From 8144926dc7f4cfcee05cf2450fb1b579fa03fd2d Mon Sep 17 00:00:00 2001
From: Jack Wright <56345+ayax79@users.noreply.github.com>
Date: Fri, 26 May 2023 14:32:37 -0700
Subject: [PATCH] Adding JSON lines file support to dataframes (#9291)
# Description
Provides the ability to read and write [JSON
lines](https://jsonlines.org/) files. This is accomplished by exposing
the support already in Polars.
## Opening a JSON lines file
## Saving a dataframe to a JSON lines file
---
.../src/dataframe/eager/mod.rs | 3 +
.../src/dataframe/eager/open.rs | 45 ++++++++-
.../src/dataframe/eager/to_json_lines.rs | 97 +++++++++++++++++++
3 files changed, 142 insertions(+), 3 deletions(-)

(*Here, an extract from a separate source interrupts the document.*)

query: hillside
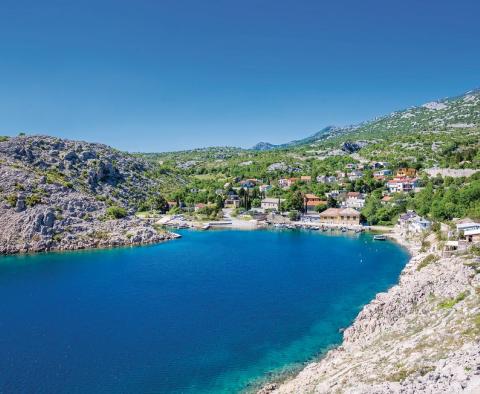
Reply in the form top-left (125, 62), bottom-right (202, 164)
top-left (259, 235), bottom-right (480, 394)
top-left (0, 136), bottom-right (181, 253)
top-left (149, 90), bottom-right (480, 184)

create mode 100644 crates/nu-cmd-dataframe/src/dataframe/eager/to_json_lines.rs
diff --git a/crates/nu-cmd-dataframe/src/dataframe/eager/mod.rs b/crates/nu-cmd-dataframe/src/dataframe/eager/mod.rs
index 65c90038b..7091cc51f 100644
--- a/crates/nu-cmd-dataframe/src/dataframe/eager/mod.rs
+++ b/crates/nu-cmd-dataframe/src/dataframe/eager/mod.rs
@@ -24,6 +24,7 @@ mod take;
mod to_arrow;
mod to_csv;
mod to_df;
+mod to_json_lines;
mod to_nu;
mod to_parquet;
mod with_column;
@@ -56,6 +57,7 @@ pub use take::TakeDF;
pub use to_arrow::ToArrow;
pub use to_csv::ToCSV;
pub use to_df::ToDataFrame;
+pub use to_json_lines::ToJsonLines;
pub use to_nu::ToNu;
pub use to_parquet::ToParquet;
pub use with_column::WithColumn;
@@ -98,6 +100,7 @@ pub fn add_eager_decls(working_set: &mut StateWorkingSet) {
ToDataFrame,
ToNu,
ToParquet,
+ ToJsonLines,
WithColumn
);
}
diff --git a/crates/nu-cmd-dataframe/src/dataframe/eager/open.rs b/crates/nu-cmd-dataframe/src/dataframe/eager/open.rs
index fc083ce84..e3aaffa37 100644
--- a/crates/nu-cmd-dataframe/src/dataframe/eager/open.rs
+++ b/crates/nu-cmd-dataframe/src/dataframe/eager/open.rs
@@ -9,8 +9,8 @@ use nu_protocol::{
use std::{fs::File, io::BufReader, path::PathBuf};
use polars::prelude::{
- CsvEncoding, CsvReader, IpcReader, JsonReader, LazyCsvReader, LazyFileListReader, LazyFrame,
- ParallelStrategy, ParquetReader, ScanArgsIpc, ScanArgsParquet, SerReader,
+ CsvEncoding, CsvReader, IpcReader, JsonFormat, JsonReader, LazyCsvReader, LazyFileListReader,
+ LazyFrame, ParallelStrategy, ParquetReader, ScanArgsIpc, ScanArgsParquet, SerReader,
};
#[derive(Clone)]
@@ -22,7 +22,7 @@ impl Command for OpenDataFrame {
}
fn usage(&self) -> &str {
- "Opens CSV, JSON, arrow, or parquet file to create dataframe."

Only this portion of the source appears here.